O território da ciência, supostamente protegido pelo apuro na realização das pesquisas e pelo rigor em sua difusão, não está imune. As fake news invadiram o noticiário científico em uma época em que hipóteses como a do movimento geocêntrico dos planetas ou a da criação de espécies biológicas imutáveis, refutadas por séculos de estudos criteriosos e bem fundamentados, voltaram a circular na web com sabor de novidade.
“As fake news na ciência” foram tema e título do primeiro evento do Ciclo ILP-FAPESP de Ciência e Inovação de 2019. Resultado de parceria entre o Instituto do Legislativo Paulista (ILP) e a FAPESP, o debate foi coordenado pelo professor Carlos Américo Pacheco, diretor-presidente do Conselho Técnico-Administrativo (CTA) da Fundação.

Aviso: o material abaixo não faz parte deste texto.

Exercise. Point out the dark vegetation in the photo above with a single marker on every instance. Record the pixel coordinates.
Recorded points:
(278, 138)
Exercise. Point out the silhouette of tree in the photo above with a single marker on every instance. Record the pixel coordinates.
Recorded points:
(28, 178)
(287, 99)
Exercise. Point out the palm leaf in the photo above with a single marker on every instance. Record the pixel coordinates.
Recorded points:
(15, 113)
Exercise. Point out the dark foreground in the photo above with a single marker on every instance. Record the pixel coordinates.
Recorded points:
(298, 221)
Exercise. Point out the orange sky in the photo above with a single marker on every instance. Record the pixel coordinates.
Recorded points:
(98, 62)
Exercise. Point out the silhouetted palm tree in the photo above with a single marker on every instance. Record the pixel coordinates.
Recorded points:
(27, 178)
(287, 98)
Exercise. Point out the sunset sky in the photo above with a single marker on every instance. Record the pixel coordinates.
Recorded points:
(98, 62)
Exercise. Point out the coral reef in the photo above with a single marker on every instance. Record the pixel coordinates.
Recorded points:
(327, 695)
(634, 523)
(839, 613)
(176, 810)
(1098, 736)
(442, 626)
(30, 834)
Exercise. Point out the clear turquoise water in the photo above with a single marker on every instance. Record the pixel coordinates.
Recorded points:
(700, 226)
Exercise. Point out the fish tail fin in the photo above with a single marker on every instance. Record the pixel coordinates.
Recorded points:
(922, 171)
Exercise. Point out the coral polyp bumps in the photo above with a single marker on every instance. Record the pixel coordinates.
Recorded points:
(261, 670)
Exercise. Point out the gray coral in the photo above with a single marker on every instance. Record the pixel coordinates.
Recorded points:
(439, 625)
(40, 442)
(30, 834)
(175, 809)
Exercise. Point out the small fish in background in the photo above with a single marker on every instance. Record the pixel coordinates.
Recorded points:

Participaram do evento o jornalista Francisco Belda, vice-coordenador do programa de pós-graduação em Mídia e Tecnologia da Universidade Estadual Paulista (Unesp); a médica Helena Sato, diretora técnica da Divisão de Imunização do Centro de Vigilância Epidemiológica da Secretaria de Estado da Saúde; a bióloga Natália Pasternak, uma das fundadoras do Instituto Questão de Ciência; e o físico Peter Schulz, professor titular da Faculdade de Ciências Aplicadas da Universidade Estadual de Campinas (FCA-Unicamp).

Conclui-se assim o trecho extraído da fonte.